I prefer the old ways. If you can land a rose on the head or in the hat of the Pope on Saint Valentines Day he has a year to find you a wife or you get into heaven, no questions asked.
OP: are you female? While the secular sites vary in their terms of service I believe that at least on some of them you will receive sexual advances which you might find very offensive.
Your statement carries the implication that such behavior can’t / won’t happen on overtly christian sites.
I have no data, but I question that implication. Jerks are everywhere in varying densities.
NO ONE CAN PROVE I DID IT! :mad:
Match.com allows you to choose just about every religion, and lack thereof, that I’m familiar with when creating a profile, or as search criteria when searching for potential matches. There are three Christian options; Christian/Protestant, Christian/Catholic, and Christian/Other (Latvian Orthodox, etc.)
And if I was looking for someone uber-devout, I’d look for them in my Church - after all, those tend to be the people most likely to believe that the people from the denomination or parish three hundred yards over are a bunch of heathens.
Every American I met who self-identified as “Christian” rather than giving a denomination seemed to be part of some supermegamicrochurch and either hellbent in saving the rest of us or very busy looking down his nose at us.
People on explicitly Christian dating sites are more likely to have it as a core part of their identities than people on general sites, even when they identify as Christian.
Plus there’s a not uncommon viewpoint that anything not explicitly Christian is of Satan.
Most Americans are born into heavily Christian environments, however devout they/their parents may actually be. To put it in activistese, Christianity is unmarked. So people who’ve ever given religion any thought are likely to identify as Christian whn the topic arises.
My dating days are long behind me, but I seem to recall OKCupid has an option not just for religion, but for how big a part of your life it is. On the other hand, Christians of a certain type aren’t going to use a site with a pagan deity in its name.
I only want to date Christians, either Slater or Danish kings.

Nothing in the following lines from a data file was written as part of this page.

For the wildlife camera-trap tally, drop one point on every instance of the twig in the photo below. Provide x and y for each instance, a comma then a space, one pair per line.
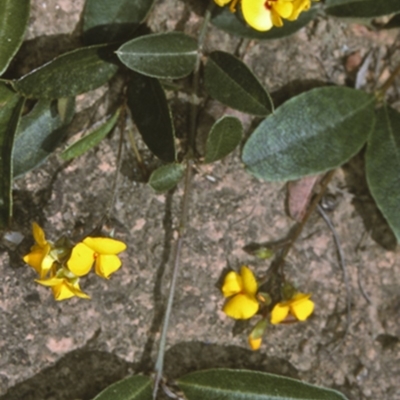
323, 185
139, 158
181, 233
343, 267
185, 203
196, 78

Supposedly, have “undesirable” traits like signs of depression. I was rejected when I did the tests practically a decade ago, although I wasn’t trying (psychometrics kick).
Yeah either that or Christian by default.
Plenty of Christians were on tinder: Joan of Arc, Jan Hus, William Tyndale. And they all got a match.
This, for one
People who like to tell others what believers/Christians/etc. should or should not do don’t really know, they just THINK they know. And of course they (think they) know that they are always right and everyone else is wrong. I would advise ignoring them.
Most of the means of meeting prospective partners throughout history have been secular. Why should that change now? You might go for a walk in a secular park and meet someone there. You might work at a secular business and meet someone at work. A mutual friend might set you up with someone else that they know. You might be neighbors with someone. None of these will limit you to only religious partners, but presumably, that’s something you find out pretty quickly in the process of getting to know each other.
I see what you did.![]()
I suspect you’re right- I’d guess that probably 80-90% of the people on the secular sites self-identify as christian (lower-case c), as in go to church a couple times a year, and at weddings and funerals, but the OP is probably meaning extra-cultishly devout Christians! who wear it on their sleeves and have this odd habit of winding it into all facets of their lives, and doing their best to let NOTHING go by without some sort of reminder of Christ, etc…
eHarmony does reject a high percentage of applicants. I filled out an application just to find out if they’d reject me, after a thread about it on the Dope a decade ago.
I met my husband there, so it wasn’t time wasted.
I wouldn’t be so confident of this. Humans are very religious things, and religion is the community centre for a very large proportion of - if not probably most - societies. Secularism as a dominant social trend is relatively new and even now is limited to Western Europe, Aus/NZ and parts of the US and Asia.
In Christian countries up until very recently, going to Church on Sunday, Church dances etc were the major social occasions. People didn’t wear “Sunday Best” because they were concerned about their deity seeing them in a frayed collar.